You Can't Do It All : Cross-genre works are great. It's fun to read a romance with urban fantasy elements, or a historical mystery. But try to do too much and you have a hot mess. That's what happens with Plan 9. Somehow, Ed thought it would be a good idea to combine aliens with zombies with hardboiled cops with a nice newlywed couple with an anti-nuclear-weapons message. Yeah. And I had you thinking "bad idea" at aliens and zombie. Even the plan itself is a bit of a mess: Famously, the titular plan is "a long-range electrode shot to the pituitary gland of the recent dead" bringing them back to life. Sort of. Performed, of course, by the aliens. Lesson learned: Pare it down. Decide what the most important elements of your story are, and develop them into strong storylines, rather than creating plot soup of half-baked ideas (and how's that for mixing metaphors?).
The Character/Plot Balance : It can be debated into the ground whether characters or plot come first in developing a story. A lot may come down to whether it's an action-driven, plot-heavy story or a character-driven literary work, but regardless, there needs to be a balance. Neither the plot nor the characters can drive the story by themselves--at least without it crashing and burning. One of the main problems with Plan 9's plot is that Ed Wood seems to have taken the collection of characters and tried to build a story around them. Vampira, a late-night movie host who looks like, well, a vampire. Tor Johnson, a gigantic Swedish wrestler whose other film roles include "wrestler" "torturer" and "Lobo." And Bela Lugosi--or, more apt, stock footage of Bela Lugosi salvaged from another film Ed tried to shoot with him before he died. Stock footage that happens to include him bumbling about outside his home and standing in a cemetery. What else do you do with that creepy/kooky cast of characters but make a movie about alien-controlled undead? Ok, probably a lot of other ideas come to mind. But the lesson is, take a balanced approach to what goes into the work, and be flexible.
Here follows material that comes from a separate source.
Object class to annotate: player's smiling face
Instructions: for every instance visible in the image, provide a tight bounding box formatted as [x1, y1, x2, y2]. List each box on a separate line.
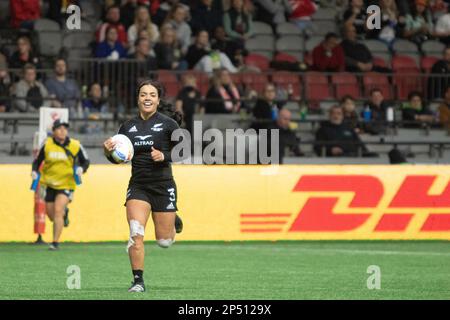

Not every character who pops into your head needs to go in this story. Save some. Work on the plot, and see what characters the story might need. Stretching a story to fit characters that don't quite work is quite likely to produce something pretty warped.
Keep it Straight : Inventing strange new people, places and things is part of the fun of writing. But when you can't keep your newly formed creations straight it just comes across as sloppy. Take the ultimate destructive weapon in Plan 9 : Solarite. Or maybe it was Solarmite. Or Solarmanite. Let's ignore the fact that a chain reaction weapon that "explodes particles of light" is a pretty goofy idea and just go with the problem that it's called at least five different things throughout the course of a rather short movie. Lesson? You're the creator--if you can't keep your creations straight, no one else can, either. One particularly good idea for complicated stories and series is to make your own cheat sheet--more on this found here and also here.
And not exactly Plot-Specific, but...
Dont' Cut Corners : All the elements of writing and editing are hard work. It takes a lot of effort to ensure cohesion and smooth styling. And it's funny--the less attention you pay to the details, the more your audience's attention will be drawn to them. You want to create a flowing, realistic picture, but when something sneaks in that doesn't belong--an odd POV switch, an incongruous character trait, a police officer who gestures and scratches his head with his gun (above right), a scene that goes from daylight to night back to daylight again in the space of two minutes (Ed, come on!), the audience snaps away from the story and stares at that sore thumb jabbing its way into the scene. So, as they say, the devil is in the details, so keep an eye on them. Ed didn't. Learn from Ed.
And, in the meantime...
Do yourself a favor and escape with some popcorn and some Ed Wood awful-ness.